I'm frazzled and fatigued this morning. Waiting for my son to return last night went from bad to worse; the text that he was on his way, or in his words "about to" leave at 11 turned into 1:30, but then only at my badgering and behest. We did our regular dance; his pathetic apology, my speech about common courtesy sadly amped up and ramped up to yelling. Yes, I see the inconsistency.
Why do I still wait up for a relatively responsible 19 year-old college student? Is it hormonal or habit? It is part maternal, part defensive; hoping to sleep uninterrupted once he has returned to the nest, rather than the fitful half-shifts between hot flashes, Craig Ferguson and his early AM arrival. Am I just hard-wired to worry? Or just more likely to admit to it?
On the side of mothering, I read the regular and prolific reports of DUI arrests around the Lake Minnetonka area and wonder will this be the night that a sloppy driver crosses the line on that narrow, winding road back from his latest late-night event. I have more faith in him than his fellow road companions. And do the mothers whose sons dodge bullets on a daily basis find it all laughable?
Please note it was Sunday, after my husband has been at work for half the day of rest and before he leaves at the crack of dawn for (insert city or country).
And for that matter what does this all have to do with wood ducks?
Last week my daughter alerted me to the wood ducks and their broods over at the creek. Since then we've been watching their progress as they learn the ropes of foraging and feeding themselves under the watchful, decorative eye of their mothers.
The wood duck is also known as the summer duck in some parts. They raise their young later than other waterfowl in sync with the berries and acorns that supplement the insects of their diet. They are the only duck to nest above the water in hollowed out trees or the nesting boxes that have helped them come back from environmental lists of concern.

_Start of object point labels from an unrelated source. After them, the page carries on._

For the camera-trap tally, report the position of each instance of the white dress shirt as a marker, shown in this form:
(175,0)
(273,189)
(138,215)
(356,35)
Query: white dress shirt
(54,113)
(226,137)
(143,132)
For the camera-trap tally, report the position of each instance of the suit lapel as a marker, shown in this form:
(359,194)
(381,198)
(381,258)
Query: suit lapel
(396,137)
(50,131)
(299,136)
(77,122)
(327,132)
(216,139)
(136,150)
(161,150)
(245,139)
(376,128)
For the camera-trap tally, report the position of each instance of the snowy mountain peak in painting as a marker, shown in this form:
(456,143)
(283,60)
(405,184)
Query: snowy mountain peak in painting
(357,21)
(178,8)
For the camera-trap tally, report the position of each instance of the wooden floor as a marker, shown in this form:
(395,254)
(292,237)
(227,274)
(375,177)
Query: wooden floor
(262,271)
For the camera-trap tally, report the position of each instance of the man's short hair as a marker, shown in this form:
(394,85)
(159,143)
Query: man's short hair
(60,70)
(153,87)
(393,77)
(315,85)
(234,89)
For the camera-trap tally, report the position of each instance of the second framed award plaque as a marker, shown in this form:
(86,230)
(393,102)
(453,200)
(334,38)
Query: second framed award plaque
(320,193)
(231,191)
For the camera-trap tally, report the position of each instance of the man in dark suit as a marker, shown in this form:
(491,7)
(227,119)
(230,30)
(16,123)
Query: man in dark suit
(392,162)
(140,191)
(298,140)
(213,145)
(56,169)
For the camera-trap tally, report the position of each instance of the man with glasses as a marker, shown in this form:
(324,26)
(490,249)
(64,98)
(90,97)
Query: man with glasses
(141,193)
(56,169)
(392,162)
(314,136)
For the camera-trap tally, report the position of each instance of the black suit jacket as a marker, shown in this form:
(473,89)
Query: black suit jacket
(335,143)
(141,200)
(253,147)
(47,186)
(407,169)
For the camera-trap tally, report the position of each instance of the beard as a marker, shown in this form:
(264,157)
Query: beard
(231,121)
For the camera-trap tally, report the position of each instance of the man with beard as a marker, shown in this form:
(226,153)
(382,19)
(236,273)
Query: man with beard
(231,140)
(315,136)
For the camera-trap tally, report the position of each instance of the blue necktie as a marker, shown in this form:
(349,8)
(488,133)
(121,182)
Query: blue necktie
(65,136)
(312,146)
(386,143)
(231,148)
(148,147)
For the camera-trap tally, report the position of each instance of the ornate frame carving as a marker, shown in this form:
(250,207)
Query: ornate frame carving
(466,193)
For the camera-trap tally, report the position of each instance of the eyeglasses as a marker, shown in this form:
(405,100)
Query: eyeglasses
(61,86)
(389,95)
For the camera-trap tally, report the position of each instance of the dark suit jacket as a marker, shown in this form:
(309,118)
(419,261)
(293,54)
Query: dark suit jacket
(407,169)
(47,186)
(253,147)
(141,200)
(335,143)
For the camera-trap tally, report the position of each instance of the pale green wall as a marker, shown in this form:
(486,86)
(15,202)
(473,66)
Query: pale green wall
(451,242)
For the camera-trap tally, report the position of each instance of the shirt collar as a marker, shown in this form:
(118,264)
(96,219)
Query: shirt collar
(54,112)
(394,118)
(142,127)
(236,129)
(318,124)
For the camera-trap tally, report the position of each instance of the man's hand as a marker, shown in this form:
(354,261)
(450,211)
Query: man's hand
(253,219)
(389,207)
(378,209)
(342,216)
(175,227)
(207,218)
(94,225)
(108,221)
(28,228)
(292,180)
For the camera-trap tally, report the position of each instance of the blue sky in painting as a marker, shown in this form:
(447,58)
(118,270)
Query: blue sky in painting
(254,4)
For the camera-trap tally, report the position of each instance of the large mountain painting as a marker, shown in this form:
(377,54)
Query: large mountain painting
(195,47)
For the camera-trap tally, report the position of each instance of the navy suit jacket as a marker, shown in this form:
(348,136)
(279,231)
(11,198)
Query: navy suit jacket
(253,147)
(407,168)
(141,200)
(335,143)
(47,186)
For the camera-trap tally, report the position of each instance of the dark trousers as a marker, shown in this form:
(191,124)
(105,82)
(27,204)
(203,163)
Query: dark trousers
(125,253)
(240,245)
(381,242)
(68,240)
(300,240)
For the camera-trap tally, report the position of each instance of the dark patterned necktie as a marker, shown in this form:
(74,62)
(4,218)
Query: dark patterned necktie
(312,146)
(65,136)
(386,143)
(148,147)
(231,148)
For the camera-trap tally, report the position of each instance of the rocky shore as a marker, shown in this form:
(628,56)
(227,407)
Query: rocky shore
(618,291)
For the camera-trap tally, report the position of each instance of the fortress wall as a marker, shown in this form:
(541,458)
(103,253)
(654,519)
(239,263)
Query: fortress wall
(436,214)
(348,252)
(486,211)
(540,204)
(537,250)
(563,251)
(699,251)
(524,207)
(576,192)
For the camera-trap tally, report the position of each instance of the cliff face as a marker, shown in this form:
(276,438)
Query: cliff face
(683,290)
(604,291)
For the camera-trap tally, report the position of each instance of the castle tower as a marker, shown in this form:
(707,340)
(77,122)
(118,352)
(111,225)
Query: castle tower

While the mallards are like the Taurus of ducks, you might say the wood duck, or at least the colorful, crested male may be the Maserati. He is sleek and showy, adorned with feathers that give him a certain jaunty flourish as he glides through the water. He returns to the family unit in the fall after the messy business of mothering is done.The female is drabber and while I know it's presumptuous to affix human feeling to birds, she has a put-upon look, or perhaps a too-often-tweezed look of surprise about her white-ringed brow.